Somut olayda, davacının ... sözleşmesi 20/08/2015 tarihli yönetim kurulu kararı ile “Hastanemiz ortaklarından aynı zamanda hastanemiz genel cerrahi servisinde ssk lı olarak çalışan ... hastaneye ait evrakları çilingir vasıtası açıp aldığı, tüm taleplerimize rağmen, iade etmediği, yönetim kurulu başkanlığı görevinde bulunduğu süre içerisinde ..... ile birlikte hareket edip hastaneyi zarara uğrattığı, işyeri huzurunu bozduğu tespit edildiğinden ... Kanunu madde 25/II maddesi gereğince ... akdinin feshine oybirliği ile karar verildi.” şeklinde feshedilmiştir. Her ne kadar mahkemece davacının davalı işverenlikte genel cerrahi uzmanı olarak çalışmasından önceki dönemde işveren şirketin yönetim kurulu başkanlığını yaptığı, dolayısıyla işveren konumunda olduğu, işverenlikteki görev değişikliklerinden sonra hastanede doktor olarak çalışmaya başlayan davacının 05/08/2015 tarihli hakkında tutulan tutanaklardan, Sulh Ceza Mahkemesi kararından ve davalı tanığı...l"un beyanından hastaları mağdur edici tutumlar içinde olduğu, hastane içerisindeki odalarda tahsilat ve ödeme makbuzları ile senetleri aldığı iddiasının olduğu gerekçesiyle ... sözleşmesinin haklı olarak feshedildiği sonucuna ulaşılmışsa da; gerekçede belirtilen tutanak içeriğinin hasta randevusu olmasına rağmen davacıya ulaşılamadığı ve başka doktora yönlendirildiği yönünde olduğu, tutanak tanıklarından birinin davacı tanığı olup, tutanak içeriğinden bahsetmediği, aksine davacının mesaisine riayet eden, mesaisi olmadığı halde hasta bakan ve hastaların memnun olduğu bir doktor olduğunu beyan ettiği, diğer tutanak tanıklarının dinlenmediği, keza bu hususun fesih bildirimine konu edilmediği, yine mahkeme gerekçesinde sözü edilen Sulh Ceza Mahkemesi Kararının davacı hakkında feshe de konu olan iddialara ilişkin verilen kovuşturmaya yer olmadığına kararına yapılan itirazın reddi kararı olduğu, ayrıca hükme esas alınan davalı tanığının işyerinde çalışan veya davacının hastası olmadığı, danışman olduğu, nitekim fesih bildirimi yapılan olayların ispatlanmadığı anlaşıldığından davanın kabulü gerekirken hatalı değerlendirme ile yazılı şekilde reddine karar verilmesi hatalı olup bozmayı gerektirmiştir.
Belirtilen nedenlerle, 4857 sayılı ... Kanunu"nun 20. maddesinin 3. fıkrası uyarınca, hükmün bozulmak suretiyle ortadan kaldırılması ve aşağıdaki gibi karar verilmesi gerekmiştir.

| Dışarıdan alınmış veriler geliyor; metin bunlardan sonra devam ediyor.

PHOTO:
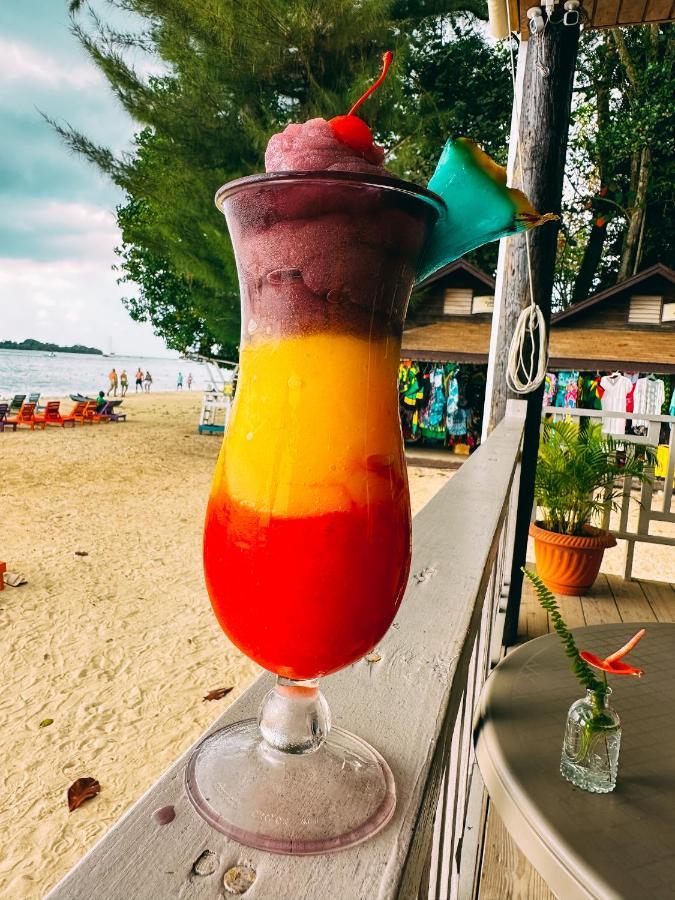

HÜKÜM: Yukarıda belirtilen sebeplerle;
1-Mahkemenin yukarıda tarih ve sayısı belirtilen kararının BOZULARAK ORTADAN KALDIRILMASINA,
2-İşverence yapılan FESHİN GEÇERSİZLİĞİNE ve davacının İŞE İADESİNE
3-Davacının yasal sürede işe başvurmasına rağmen, işverenin süresi içinde işe başlatmaması halinde ödenmesi gereken tazminat miktarının fesih nedeni ve kıdemi dikkate alınarak 6 aylık ücreti olarak belirlenmesine,
4-Davacının işe iade için işverene süresi içinde başvurması halinde hak kazanılacak olan ve kararın kesinleşmesine kadar doğmuş bulunan en çok dört aylık ücret ve diğer haklarının davacıya ödenmesi gerektiğinin belirlenmesine, davacının işe başlatılması halinde varsa ödenen ihbar ve kıdem tazminatının bu alacaktan mahsubuna,
5-Karar tarihi itibariyle alınması gerekli olan 35,90 TL karar ve ilam harcından, peşin alınan 27,20 TL harcın mahsubu ile bakiye 8,20 TL karar ve ilam harcının davalıdan tahsili ile hazineye irad kaydına, avacı tarafından peşin yatırılan 27,70 harcın davalıdan alınarak davacıya verilmesine,
6-Davacı vekille temsil edildiğinden, karar tarihinde yürürlükte olan tarifeye göre 2.180,00 TL vekâlet ücretinin davalıdan alınıp davacıya verilmesine,
7-Davacı tarafından yapılan 202,70 TL yargılama giderinin davalıdan alınıp davacıya verilmesine, davalının yaptığı yargılama giderinin üzerinde bırakılmasına,
8-Yatırılan gider avanslarından varsa kullanılmayan bakiyelerinin ilgili tarafa iadesine, peşin alınan temyiz karar harcının istek halinde ilgiliye iadesine, 03/10/2018 tarihinde oybirliği ile kesin olarak karar verildi.